Il discorso etico sui rapporti sociali non può prescindere dalla considerazione della realtà esistente nel mondo in cui si svolge. Mondo che, negli ultimi due secoli, è stato dominato da due sistemi ideologico-politici tuttora operanti attraverso partiti e movimenti organizzati: il liberalismo e il socialismo, ai quali si possono riportare altre tendenze e correnti di minore rilievo, salvo il discorso da fare- a suo tempo – sui tentativi di sintesi, purtroppo basati su principi sbagliati e condotti in maniera aberrante, da parte di sistemi che miravano alla combinazione del socialismo col nazionalismo, senza trascurare alcuni elementi della tradizione liberale.
Sembra opportuno fare, in via preliminare, una presentazione almeno sommaria dei sistemi accennati, esaminandoli a un duplice livello: quello ideologico (includente i valori filosofici e religiosi) e quello politico (includente i valori economici e sociali). Ad entrambi i livelli, si notano alcune convergenze di pensiero tra la dottrina sociale cristiana, che è la nostra, e i due sistemi ideologico-politici; ma ancor più si notano i contrasti, per non dire, su alcuni punti fondamentali, la contraddizione.
Qui confronteremo, con la dottrina cristiana, naturalmente con rapidi cenni e in modo riassuntivo, anzitutto il liberalismo, e poi il socialismo nella sua versione marxista.
Questo secondo confronto è di maggiore e più bruciante attualità-anche se il marxismo è oggi in piena crisi- per rapporto al primo, poichè si può dire che nelle presenti condizioni storiche il liberalismo ha perduto la sua forza e il suo mordente, specialmente nelle masse ( che in realtà non ne sono mai state toccate, anche se le popolazioni sono state coinvolte nella politica liberale), ed in oltre ha subito  e sta ancora subendo un processo di decantazione e di rinnovamento (non sempre riuscito), che modifica sensibilmente la sua formula classica.
IL LIBERALISMO
Aspetto ideologico
Il liberalismo nasce da un duplice filone ideologico: l’illuminismo (esaltazione dell’autonomia della ragione e quindi della coscienza) e il positivismo (riduzione della conoscenza a ciò che è sperimentabile). Di fronte ai valori universali ed eterni e specialmente alla rivelazione (Cristianesimo) e alla religione in genere, lo spirito moderno, nutrito di illuminismo e positivismo, rivendica la propria libertà (assoluta) di non aderire, di non accettare, di mantenersi agnostico, di coltivare il dubbio e l’incertezza.

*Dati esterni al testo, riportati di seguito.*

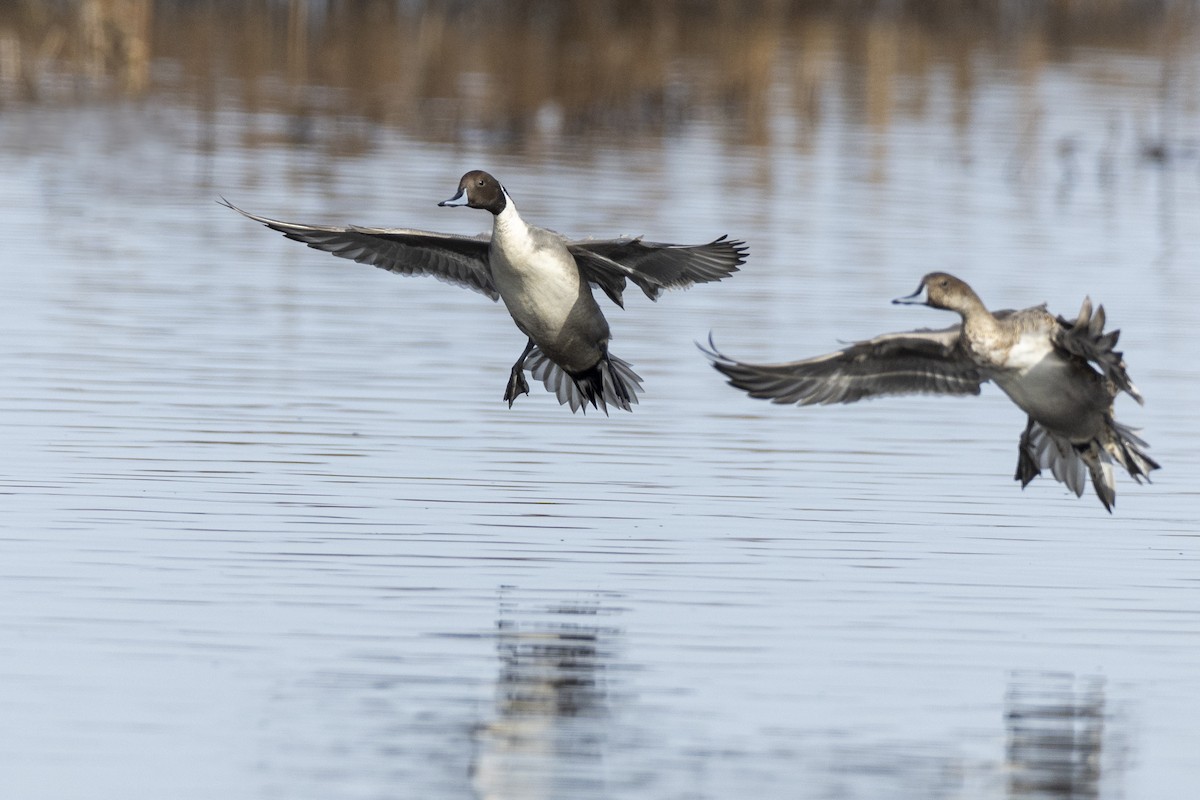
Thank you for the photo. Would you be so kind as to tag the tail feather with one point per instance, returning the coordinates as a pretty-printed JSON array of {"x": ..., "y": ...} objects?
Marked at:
[
  {"x": 611, "y": 382},
  {"x": 1073, "y": 463}
]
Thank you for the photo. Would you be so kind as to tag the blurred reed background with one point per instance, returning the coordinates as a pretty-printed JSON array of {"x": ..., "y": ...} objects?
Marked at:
[{"x": 521, "y": 71}]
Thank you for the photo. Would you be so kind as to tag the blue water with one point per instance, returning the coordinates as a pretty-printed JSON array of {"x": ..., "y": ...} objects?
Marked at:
[{"x": 269, "y": 530}]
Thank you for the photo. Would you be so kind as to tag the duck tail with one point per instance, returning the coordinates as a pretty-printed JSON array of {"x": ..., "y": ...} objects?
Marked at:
[
  {"x": 1073, "y": 463},
  {"x": 1126, "y": 449},
  {"x": 611, "y": 382}
]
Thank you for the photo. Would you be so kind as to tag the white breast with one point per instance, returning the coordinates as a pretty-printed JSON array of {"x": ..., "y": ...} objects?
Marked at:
[{"x": 534, "y": 274}]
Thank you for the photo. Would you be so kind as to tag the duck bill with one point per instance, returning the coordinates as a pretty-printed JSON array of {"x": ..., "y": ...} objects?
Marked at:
[
  {"x": 918, "y": 298},
  {"x": 457, "y": 199}
]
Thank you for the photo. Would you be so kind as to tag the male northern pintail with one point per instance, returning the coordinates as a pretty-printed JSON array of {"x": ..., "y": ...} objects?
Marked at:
[
  {"x": 544, "y": 280},
  {"x": 1041, "y": 361}
]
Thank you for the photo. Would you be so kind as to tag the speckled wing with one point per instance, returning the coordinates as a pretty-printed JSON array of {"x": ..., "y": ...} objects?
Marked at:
[
  {"x": 461, "y": 260},
  {"x": 912, "y": 362},
  {"x": 1085, "y": 337},
  {"x": 655, "y": 266}
]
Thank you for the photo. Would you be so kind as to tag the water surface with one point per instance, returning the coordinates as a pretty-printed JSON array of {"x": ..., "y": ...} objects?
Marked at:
[{"x": 269, "y": 530}]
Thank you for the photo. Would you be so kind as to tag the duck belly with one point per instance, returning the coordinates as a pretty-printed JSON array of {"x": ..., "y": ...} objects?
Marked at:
[{"x": 555, "y": 307}]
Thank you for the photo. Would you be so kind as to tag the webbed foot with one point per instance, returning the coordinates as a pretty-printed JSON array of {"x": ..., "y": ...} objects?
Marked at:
[{"x": 517, "y": 385}]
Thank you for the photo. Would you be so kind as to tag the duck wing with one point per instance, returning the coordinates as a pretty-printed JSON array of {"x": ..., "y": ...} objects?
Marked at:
[
  {"x": 461, "y": 260},
  {"x": 1085, "y": 337},
  {"x": 655, "y": 266},
  {"x": 912, "y": 362}
]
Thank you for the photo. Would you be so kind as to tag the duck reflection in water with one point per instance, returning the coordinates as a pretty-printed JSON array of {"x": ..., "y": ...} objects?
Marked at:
[
  {"x": 1056, "y": 734},
  {"x": 549, "y": 735}
]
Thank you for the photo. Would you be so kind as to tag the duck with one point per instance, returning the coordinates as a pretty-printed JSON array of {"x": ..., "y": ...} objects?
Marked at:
[
  {"x": 1065, "y": 374},
  {"x": 544, "y": 278}
]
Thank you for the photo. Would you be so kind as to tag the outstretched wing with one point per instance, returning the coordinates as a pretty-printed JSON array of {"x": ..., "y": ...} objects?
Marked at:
[
  {"x": 655, "y": 266},
  {"x": 461, "y": 260},
  {"x": 1085, "y": 337},
  {"x": 912, "y": 362}
]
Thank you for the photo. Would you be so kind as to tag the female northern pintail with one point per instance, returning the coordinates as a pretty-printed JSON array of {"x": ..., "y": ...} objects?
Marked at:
[
  {"x": 544, "y": 280},
  {"x": 1041, "y": 361}
]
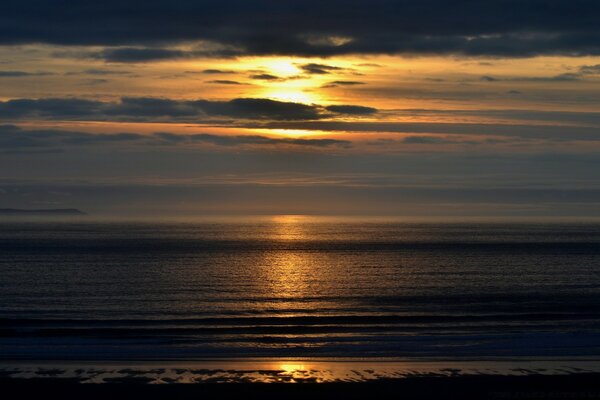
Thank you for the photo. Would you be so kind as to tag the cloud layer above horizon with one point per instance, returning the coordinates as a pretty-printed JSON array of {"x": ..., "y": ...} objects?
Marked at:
[{"x": 424, "y": 107}]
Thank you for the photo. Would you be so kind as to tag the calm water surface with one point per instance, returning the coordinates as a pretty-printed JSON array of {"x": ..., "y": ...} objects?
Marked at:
[{"x": 298, "y": 287}]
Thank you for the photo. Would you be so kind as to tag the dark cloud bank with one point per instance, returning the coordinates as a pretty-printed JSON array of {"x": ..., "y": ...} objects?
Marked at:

E data questa posizione di autonomia e incertezza sul piano intellettuale, è facile capire che sul piano pratico e operativo si passa pure alla massima affermazione e rivendicazione della libertà: di pensiero, di coscienza di stampa di attività economica e politica. E’ il perno ideale del liberalismo, che si diffonde ampiamente nell’Ottocento e influisce fortemente sulla organizzazione e sulla attività dello Stato, che deve ridurre al massimo il proprio ambito di intervento, a vantaggio della libertà e quindi della iniziativa individuale dei cittadini, sia a livello economico-politico, sia a livello morale-religioso.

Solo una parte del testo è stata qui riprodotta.